Sorry, but no one walks away from command of a 2 million member organization that can shut down entire cities (as Stern did as part of the immigrant rights marches a few years ago) or elect presidents (as, arguably, Stern helped do in the case of Obama) quietly or on their own.

Anyone who would should have their head examined. In any case, Stern without those 2 million members is a nobody and he likely knows that. His days as "Obama's Fifth Man" are certainly numbered. His seat at the table was based on his ability to mobilize those members and their affiliate groups in the low wage immigrant communities they were connected to, such as ACORN and various La Raza-type entities.

No, Stern was pushed - by whom and why remains to be explained. But there is a report circulating that Stern was savaged at a recent AFL-CIO Executive Council by none other than his mentor, former AFL president, John J. Sweeney, who preceded Stern as head of SEIU.

In any case, good riddance. Stern's organizing "success" was largely made up out of bureaucratic maneuvers.

He appended CSEA, the huge California public sector union (and the union I belonged to when I was on the labor center staff at U.C. Berkeley) to SEIU and then claimed he had organized 100,000 new workers. Yet, CSEA had been a viable labor organization for many decades in California. He engineered top down deals with governors like Blagojevich and Gray Davis to reclassify social welfare recipients as workers and claim tens of thousands more "new" union members.

He re-organized low wage immigrant hispanic workers in the janitorial and building service sectors in places like Los Angeles only after SEIU had watched for decades while the industry restructured to destroy the unions that often African-American janitors had built over many decades. Then he (and Sweeney too it should be said) imposed trusteeships when the new members thought they should have real input over their labor organizations.

And who can forget Stern's travels to Beijing to meet with Chinese Communist Party officials in an abrupt and damaging reversal of international labor's support for genuine independent unions in China? Stern dragged Jimmy Hoffa, Jr., along as well who, likely against his better instincts decided not to press the Chinese on the rights of imprisoned labor activists. Stern claimed, absurdly, that CtW was helping the Chinese state controlled labor organization, the ACFTU, organize WalMart operations there! But the delegations he and UCLA's Kent Wong led there have ignored genuine labor leaders like Han Dong Fang of the China Labour Bulletin as well as the only real labor union in today's China, the Hong Kong Confederation of Trade Unions.

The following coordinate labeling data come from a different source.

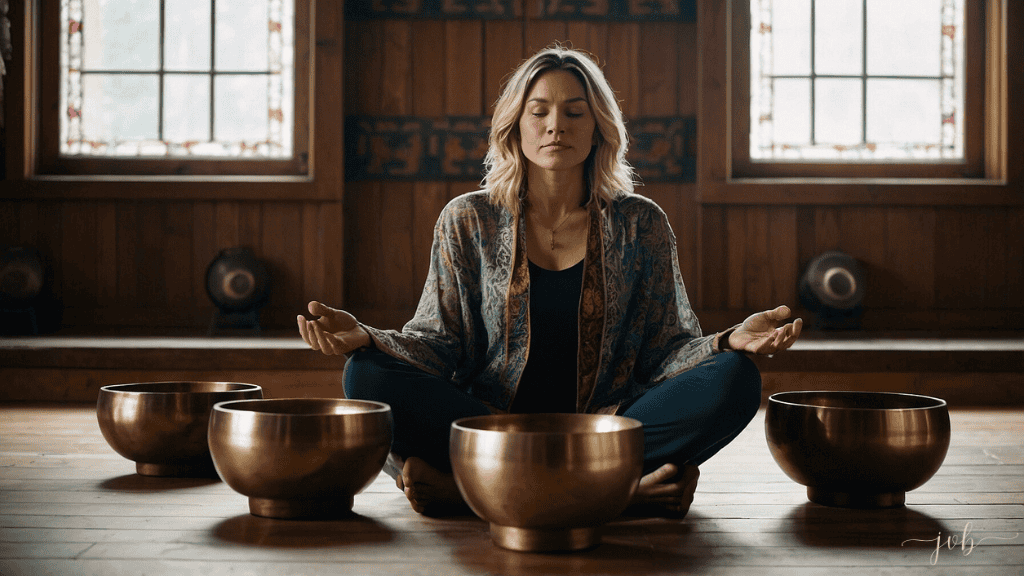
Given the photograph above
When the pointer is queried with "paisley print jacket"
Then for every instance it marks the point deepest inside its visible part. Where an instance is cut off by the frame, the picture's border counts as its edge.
(472, 322)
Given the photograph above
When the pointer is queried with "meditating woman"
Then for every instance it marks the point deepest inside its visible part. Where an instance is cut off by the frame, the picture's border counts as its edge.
(555, 289)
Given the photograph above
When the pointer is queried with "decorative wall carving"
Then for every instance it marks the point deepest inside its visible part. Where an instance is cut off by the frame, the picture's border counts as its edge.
(453, 149)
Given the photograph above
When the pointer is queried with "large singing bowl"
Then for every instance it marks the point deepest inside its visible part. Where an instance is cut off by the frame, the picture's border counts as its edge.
(857, 449)
(162, 426)
(547, 482)
(300, 457)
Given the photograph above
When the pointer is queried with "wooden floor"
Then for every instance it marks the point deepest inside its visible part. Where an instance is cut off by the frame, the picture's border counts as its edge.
(70, 505)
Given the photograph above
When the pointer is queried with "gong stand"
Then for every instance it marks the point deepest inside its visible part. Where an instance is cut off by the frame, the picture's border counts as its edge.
(222, 320)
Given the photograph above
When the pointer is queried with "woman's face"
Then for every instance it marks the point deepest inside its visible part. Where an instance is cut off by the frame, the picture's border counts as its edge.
(557, 126)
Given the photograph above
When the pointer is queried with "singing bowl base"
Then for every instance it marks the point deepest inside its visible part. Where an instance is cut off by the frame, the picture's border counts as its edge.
(177, 470)
(540, 540)
(856, 499)
(293, 509)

Change to Win has turned out to be a pipe dream. Labor intellectuals like Nelson Lichtenstein, Ruth Milkman, Kim Voss, and Ken Jacobs, all based for some odd reason at the University of California which has almost no SEIU presence, thought CtW was the re-birth of the CIO with Stern as John L. Lewis. How quaint. In fact, the five affiliates in CtW went to the mattresses as quickly as the Mafia's Five Families in New York did in the gangland wars of the 30s or 60s.

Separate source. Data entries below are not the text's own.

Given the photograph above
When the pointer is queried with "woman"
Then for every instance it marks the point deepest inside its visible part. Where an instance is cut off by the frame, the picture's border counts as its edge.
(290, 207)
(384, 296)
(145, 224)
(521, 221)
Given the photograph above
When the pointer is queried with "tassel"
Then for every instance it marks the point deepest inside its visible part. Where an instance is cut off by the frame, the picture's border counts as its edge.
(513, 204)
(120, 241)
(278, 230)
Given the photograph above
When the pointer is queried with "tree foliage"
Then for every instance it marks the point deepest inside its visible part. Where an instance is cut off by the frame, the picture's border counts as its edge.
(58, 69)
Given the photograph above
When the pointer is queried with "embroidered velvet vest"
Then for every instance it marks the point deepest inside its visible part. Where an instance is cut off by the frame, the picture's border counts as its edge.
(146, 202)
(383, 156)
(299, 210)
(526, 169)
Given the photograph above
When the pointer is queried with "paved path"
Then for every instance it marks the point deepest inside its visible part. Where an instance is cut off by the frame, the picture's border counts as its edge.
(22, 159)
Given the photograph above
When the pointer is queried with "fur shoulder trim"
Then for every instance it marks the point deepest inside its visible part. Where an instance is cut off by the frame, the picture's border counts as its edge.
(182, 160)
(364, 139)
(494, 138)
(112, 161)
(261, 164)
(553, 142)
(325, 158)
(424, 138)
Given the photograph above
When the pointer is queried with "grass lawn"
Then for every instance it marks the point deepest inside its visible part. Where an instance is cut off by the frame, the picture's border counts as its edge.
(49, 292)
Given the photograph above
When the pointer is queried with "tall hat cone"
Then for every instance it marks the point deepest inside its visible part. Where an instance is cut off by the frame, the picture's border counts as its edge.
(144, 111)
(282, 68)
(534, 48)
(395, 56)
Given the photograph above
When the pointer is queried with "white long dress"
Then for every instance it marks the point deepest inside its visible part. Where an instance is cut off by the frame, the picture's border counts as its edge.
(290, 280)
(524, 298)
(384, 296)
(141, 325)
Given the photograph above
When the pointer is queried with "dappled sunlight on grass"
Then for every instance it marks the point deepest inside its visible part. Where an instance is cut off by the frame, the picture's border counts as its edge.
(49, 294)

First, SEIU betrayed the efforts of the UFCW to lead a campaign among WalMart's one million non-union workers with a back stage deal with the WalMart CEO. Then, Stern backed Bruce Raynor in an absurd effort to wrest control of the Unite-HERE (home now of the old ILGWU, my grandfather's proud union for many decades) and its Amalgamated Bank.

Finally, in what has to be the coup de grace in assessing Stern's legacy, there are reports that SEIU supported a "no union" choice in the ongoing election battle in USC's hospital system in Los Angeles when the National Union of Health Workers challenged SEIU's hold on that shop. But the USC employees were, of course, part of the old UHW when it was inside SEIU. It was Stern who forced the split that led to the election, one of many occurring across the state to settle the unions' battle. A recent legal dispute between the two unions resulted in largely a draw.

The upside of the ouster of Stern is that it is very unlikely that his replacement will have anything like the ability or desire to control the union in quite the way he did. It will likely be a very messy transition but we could see the opening of real talks about the CtW affiliates following Unite-HERE back into the House of Labor where they belong.